Laut VDMA-Chefvolkswirt Johannes Gernandt stammt das Wachstum ausschließlich aus der gestiegenen Nachfrage innerhalb der Euro-Staaten. Dies sei ein ermutigendes Zeichen dafür, dass Europa dabei ist, seine Wettbewerbsfähigkeit zu stärken. Im zweiten Quartal lagen die Aufträge aus der Eurozone um 19 Prozent höher als im vergleichbaren Vorjahreszeitraum. Dennoch reichten sie nicht aus, um die Verluste im Inland (-1 Prozent) und besonders im Nicht-Euro-Ausland (-9 Prozent) auszugleichen.

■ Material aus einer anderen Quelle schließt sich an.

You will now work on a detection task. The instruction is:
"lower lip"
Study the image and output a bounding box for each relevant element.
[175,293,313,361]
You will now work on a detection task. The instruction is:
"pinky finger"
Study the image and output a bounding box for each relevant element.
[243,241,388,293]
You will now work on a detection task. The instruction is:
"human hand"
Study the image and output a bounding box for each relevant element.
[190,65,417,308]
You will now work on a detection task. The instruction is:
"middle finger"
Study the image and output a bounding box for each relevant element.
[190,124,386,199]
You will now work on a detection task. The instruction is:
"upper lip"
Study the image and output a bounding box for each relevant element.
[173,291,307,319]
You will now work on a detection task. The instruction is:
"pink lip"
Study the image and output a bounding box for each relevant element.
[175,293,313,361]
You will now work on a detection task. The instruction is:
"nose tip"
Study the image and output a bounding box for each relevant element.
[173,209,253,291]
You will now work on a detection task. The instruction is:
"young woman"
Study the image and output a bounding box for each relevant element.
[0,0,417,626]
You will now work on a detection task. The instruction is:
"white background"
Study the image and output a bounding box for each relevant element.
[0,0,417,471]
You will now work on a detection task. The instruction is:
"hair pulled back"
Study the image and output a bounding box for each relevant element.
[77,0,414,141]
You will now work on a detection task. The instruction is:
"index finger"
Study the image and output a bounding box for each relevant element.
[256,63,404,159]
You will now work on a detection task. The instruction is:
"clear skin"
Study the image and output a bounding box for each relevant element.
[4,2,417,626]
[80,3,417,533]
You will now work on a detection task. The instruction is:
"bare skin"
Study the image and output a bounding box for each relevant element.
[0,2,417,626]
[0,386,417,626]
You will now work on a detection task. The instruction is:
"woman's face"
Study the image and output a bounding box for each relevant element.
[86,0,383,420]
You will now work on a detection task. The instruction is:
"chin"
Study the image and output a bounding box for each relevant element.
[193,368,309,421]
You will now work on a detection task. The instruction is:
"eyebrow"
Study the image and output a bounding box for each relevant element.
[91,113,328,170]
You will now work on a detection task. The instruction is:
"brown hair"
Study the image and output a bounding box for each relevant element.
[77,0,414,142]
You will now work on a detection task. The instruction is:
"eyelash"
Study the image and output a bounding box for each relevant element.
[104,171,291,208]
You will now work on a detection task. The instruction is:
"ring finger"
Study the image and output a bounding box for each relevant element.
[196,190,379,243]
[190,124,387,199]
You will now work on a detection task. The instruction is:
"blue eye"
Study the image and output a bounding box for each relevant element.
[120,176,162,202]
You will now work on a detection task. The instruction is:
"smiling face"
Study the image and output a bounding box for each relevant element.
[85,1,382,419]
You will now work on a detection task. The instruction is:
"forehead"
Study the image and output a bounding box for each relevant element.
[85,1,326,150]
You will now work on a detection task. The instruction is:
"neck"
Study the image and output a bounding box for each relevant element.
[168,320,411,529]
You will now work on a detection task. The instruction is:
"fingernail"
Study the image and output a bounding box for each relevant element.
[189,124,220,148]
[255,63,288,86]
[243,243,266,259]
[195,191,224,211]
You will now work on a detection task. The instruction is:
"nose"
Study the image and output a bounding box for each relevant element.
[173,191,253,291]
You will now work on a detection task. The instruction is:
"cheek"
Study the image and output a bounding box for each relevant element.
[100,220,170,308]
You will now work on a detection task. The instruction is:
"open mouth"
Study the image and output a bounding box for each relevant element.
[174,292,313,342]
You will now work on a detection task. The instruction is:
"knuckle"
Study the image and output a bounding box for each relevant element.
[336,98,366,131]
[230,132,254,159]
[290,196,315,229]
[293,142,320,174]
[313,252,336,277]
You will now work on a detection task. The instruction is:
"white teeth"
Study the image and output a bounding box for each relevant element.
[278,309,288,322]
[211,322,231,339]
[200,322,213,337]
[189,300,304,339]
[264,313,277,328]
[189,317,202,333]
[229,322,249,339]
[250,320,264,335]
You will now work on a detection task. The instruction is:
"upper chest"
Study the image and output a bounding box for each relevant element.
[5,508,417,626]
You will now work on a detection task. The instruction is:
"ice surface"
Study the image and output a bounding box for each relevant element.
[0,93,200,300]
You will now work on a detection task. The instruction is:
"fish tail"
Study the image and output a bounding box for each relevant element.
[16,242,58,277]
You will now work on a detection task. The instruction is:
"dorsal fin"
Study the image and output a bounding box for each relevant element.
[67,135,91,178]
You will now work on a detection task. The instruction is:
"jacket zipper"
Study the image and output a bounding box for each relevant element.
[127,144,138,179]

Besonders drastisch fiel die Bestellungslage im Juni aus: Von außerhalb der Eurozone gingen 13 Prozent weniger Aufträge ein als im Vorjahr, sodass der Monat insgesamt mit einem Rückgang von 5 Prozent endete. Der Branchenexperte sieht die Ursache der Rückgänge im weiter schwelenden Handelskonflikt mit den USA. «Der nun geplante Zollsatz von 15 Prozent auf Importe in die USA könnte erhebliche Auswirkungen haben», betont er, „doch zumindest sei nun eine teuer erkaufte Planungssicherheit vorhanden, vorausgesetzt, der 'Deal' behält seine Gültigkeit“.